Mitchem succeeds Michael Niedermeyer, who retired in March after 28 years with the firm. She previously headed the Americas institutional client group at State Street Global Advisors, Boston-based State Street Corp.’s asset management division, where her other roles included leading the global defined contribution group and assisting with leadership development.
Mitchem has recently been pushing to get more women into senior corporate positions, arguing that gender diversity is a powerful differentiator for companies. This year she put her muscle behind the SPDR SSGA Gender Diversity Index ETF, an exchange-traded fund that invests in businesses where females are well represented throughout senior leadership and on the board.
Mitchem helped to create the index for the $272 million ETF, which launched in March, by drawing on proprietary SSGA research identifying women-powered companies. The firm expects these corporations to outperform, and exhibit lower volatility than, their less gender-diverse peers. The SSGA fund, whose ticker symbol is SHE, was seeded with $250 million from the California State Teachers’ Retirement System, which may allocate as much as $500 million. Its holdings include Warren Buffett’s Berkshire Hathaway, Home Depot and software giant Oracle Corp.
“Balanced teams of women and men making decisions together breaks groupthink,” Mitchem told Institutional Investor in March. In her view, having a female chief executive or directors isn’t enough: “You can’t judge a company based on having a woman CEO. That’s one person. And boards don’t run companies.” Before joining SSGA in 2010, Mitchem briefly led BlackRock’s U.S. defined contribution group and ran U.S. transition services for Barclays Global Investors, which New York–based BlackRock had acquired in 2009. In her new role Mitchem, who holds an MBA from the Stanford Graduate School of Business and is a former Fulbright Scholar, has taken the reins of an asset manager with a storied history.

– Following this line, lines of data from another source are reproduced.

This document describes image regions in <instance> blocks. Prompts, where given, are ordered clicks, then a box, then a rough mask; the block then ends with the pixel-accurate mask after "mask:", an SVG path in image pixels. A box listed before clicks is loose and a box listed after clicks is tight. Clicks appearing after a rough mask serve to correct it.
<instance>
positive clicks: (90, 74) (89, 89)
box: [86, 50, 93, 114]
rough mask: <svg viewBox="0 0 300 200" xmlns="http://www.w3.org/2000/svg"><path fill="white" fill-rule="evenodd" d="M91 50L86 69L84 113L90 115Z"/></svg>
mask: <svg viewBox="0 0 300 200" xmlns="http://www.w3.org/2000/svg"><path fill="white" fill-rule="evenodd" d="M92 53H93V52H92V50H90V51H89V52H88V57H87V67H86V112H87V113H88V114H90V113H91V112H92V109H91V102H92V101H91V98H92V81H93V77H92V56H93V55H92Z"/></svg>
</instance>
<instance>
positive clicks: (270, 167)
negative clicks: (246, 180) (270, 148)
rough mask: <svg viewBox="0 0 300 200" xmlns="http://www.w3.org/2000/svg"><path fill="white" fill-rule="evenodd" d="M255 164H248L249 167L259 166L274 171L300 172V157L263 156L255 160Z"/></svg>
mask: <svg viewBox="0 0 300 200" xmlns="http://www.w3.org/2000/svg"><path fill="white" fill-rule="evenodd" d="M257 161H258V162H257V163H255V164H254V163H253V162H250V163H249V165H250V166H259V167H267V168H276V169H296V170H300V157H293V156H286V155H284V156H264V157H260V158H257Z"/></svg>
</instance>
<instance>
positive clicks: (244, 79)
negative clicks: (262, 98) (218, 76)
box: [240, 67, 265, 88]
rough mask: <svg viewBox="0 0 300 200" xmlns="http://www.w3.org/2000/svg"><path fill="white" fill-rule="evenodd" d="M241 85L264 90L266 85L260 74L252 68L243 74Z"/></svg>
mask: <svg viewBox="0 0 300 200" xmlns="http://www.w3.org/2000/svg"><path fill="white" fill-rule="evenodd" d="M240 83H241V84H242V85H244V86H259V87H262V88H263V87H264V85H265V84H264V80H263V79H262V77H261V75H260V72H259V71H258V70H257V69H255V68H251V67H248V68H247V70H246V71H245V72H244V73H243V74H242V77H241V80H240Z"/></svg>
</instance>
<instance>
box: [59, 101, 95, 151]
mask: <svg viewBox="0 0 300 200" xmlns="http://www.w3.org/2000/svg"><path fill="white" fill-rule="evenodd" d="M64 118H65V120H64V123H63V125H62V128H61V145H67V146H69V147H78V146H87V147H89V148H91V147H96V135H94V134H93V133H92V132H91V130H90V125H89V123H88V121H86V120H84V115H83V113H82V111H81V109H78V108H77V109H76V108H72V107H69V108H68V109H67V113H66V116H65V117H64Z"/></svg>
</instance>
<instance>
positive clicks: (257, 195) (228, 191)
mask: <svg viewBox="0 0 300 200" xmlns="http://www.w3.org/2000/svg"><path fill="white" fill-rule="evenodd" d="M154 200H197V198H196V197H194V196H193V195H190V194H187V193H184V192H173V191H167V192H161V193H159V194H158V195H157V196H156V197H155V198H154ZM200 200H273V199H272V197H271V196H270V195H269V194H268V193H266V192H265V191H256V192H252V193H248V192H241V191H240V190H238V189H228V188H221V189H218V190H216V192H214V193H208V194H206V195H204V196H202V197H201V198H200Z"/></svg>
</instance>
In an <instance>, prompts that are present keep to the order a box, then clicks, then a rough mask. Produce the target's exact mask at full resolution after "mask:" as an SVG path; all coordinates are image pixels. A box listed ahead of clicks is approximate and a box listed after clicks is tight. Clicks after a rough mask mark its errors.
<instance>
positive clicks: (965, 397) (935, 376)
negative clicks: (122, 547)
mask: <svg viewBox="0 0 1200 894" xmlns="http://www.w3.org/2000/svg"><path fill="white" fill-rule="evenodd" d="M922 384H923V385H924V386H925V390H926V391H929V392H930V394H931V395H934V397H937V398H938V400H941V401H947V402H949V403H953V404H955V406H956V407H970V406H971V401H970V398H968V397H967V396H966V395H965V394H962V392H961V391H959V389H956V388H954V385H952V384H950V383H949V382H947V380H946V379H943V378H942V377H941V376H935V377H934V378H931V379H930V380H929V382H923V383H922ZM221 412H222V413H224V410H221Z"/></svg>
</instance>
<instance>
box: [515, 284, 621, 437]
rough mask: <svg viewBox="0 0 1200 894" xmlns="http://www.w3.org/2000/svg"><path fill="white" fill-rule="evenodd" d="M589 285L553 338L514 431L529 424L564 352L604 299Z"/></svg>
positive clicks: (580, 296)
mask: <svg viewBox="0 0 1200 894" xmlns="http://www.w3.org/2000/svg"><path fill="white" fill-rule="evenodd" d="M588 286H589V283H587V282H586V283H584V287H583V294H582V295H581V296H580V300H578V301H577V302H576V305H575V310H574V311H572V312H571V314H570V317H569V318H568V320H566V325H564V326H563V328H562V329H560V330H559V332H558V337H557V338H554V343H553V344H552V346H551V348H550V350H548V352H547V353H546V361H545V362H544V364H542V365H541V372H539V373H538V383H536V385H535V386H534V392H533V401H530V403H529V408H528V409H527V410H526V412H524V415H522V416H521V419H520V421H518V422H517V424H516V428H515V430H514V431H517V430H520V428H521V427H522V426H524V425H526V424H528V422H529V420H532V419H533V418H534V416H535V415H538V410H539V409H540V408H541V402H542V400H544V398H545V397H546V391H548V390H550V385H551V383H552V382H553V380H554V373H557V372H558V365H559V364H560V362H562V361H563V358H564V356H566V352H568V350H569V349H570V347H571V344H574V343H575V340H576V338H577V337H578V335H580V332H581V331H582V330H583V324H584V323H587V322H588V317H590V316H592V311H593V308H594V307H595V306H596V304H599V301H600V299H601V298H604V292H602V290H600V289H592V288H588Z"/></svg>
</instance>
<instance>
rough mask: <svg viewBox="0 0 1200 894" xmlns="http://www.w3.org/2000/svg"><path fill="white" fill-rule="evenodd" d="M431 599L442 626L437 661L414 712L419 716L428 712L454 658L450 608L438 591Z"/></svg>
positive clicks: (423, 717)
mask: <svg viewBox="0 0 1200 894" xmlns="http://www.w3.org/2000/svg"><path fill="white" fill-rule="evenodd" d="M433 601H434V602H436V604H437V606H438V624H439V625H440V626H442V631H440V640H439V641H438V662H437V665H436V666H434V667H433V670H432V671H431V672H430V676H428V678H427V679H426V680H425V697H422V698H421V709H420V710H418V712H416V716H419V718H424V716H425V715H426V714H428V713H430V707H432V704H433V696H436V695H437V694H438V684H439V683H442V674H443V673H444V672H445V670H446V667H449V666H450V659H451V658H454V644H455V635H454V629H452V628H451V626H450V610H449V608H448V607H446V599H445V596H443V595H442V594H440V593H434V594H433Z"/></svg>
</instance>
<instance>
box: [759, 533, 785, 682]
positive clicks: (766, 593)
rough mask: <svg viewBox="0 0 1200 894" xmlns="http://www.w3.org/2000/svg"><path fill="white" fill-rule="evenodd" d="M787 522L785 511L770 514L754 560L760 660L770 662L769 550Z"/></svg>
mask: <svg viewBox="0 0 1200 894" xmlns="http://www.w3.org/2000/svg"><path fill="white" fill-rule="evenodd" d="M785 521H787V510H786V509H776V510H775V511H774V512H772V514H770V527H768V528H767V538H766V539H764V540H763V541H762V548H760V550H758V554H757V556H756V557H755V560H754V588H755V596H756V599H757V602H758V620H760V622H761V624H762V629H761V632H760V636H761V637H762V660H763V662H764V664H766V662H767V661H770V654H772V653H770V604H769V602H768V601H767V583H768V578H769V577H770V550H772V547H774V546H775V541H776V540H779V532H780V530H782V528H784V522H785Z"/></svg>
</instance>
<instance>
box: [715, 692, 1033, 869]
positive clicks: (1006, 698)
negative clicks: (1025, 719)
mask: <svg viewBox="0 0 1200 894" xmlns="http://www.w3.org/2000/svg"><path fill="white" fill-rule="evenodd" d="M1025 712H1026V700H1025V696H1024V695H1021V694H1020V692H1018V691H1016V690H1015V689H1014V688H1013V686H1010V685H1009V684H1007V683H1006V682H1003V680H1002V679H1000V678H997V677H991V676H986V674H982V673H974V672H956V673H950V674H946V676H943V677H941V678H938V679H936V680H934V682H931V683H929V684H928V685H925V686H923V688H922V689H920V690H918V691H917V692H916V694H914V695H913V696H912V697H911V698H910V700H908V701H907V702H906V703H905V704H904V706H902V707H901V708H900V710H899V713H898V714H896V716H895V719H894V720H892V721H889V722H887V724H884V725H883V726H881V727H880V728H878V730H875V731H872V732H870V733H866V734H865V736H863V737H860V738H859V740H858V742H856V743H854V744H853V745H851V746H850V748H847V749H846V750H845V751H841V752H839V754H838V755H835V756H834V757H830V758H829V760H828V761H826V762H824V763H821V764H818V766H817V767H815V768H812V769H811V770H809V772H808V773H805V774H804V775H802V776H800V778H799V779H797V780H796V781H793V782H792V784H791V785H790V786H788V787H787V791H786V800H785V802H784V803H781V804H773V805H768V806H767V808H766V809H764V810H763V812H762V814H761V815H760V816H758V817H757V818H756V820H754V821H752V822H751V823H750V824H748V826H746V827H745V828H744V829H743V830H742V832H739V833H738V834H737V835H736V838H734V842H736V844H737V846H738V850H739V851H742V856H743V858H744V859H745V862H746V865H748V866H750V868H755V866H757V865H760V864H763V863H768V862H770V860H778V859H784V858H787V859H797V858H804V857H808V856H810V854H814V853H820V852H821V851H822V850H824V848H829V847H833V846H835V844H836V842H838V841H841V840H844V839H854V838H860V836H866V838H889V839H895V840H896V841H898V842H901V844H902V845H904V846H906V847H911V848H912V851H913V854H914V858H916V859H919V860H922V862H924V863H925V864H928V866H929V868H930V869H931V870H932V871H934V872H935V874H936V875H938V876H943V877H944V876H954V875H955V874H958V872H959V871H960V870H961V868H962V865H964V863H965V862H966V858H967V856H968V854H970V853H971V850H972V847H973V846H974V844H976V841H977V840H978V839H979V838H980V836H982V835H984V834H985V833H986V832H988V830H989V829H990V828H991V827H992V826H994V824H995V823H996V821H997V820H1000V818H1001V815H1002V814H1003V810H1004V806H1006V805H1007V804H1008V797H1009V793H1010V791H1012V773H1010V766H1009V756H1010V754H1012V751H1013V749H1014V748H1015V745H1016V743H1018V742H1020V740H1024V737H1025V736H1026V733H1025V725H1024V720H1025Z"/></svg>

In 1971, Wells Fargo created one of the first institutional index funds; 23 years later it launched one of the first target date fund lineups. Target date funds are now the most popular investments for 401(k) participants, gathering the majority of new fund flows. As part of a bank, Wells Fargo Asset Management has seen its share of upheaval. When its parent firm bought troubled Wachovia Bank during the 2008–’09 financial crisis, the asset manager doubled in size by integrating Wachovia’s Evergreen Investments, which managed about $246 billion in 2008.
Mitchem has inherited one of Wells Fargo’s most promising groups, particularly as banks continue to retrench in traditional businesses in the wake of the financial crisis. The bank has said that it will keep committing resources to grow asset management, which requires less capital than other banking services and provides much steadier revenue.
Still, Mitchem will need to devise a strategy to confront challenges such as investors’ love affair with lower-cost, and less profitable, passive funds. In the first quarter of 2016, her firm’s assets were down 2 percent year-over-year, partly because of redemptions from equity funds and lower market valuations on its remaining holdings.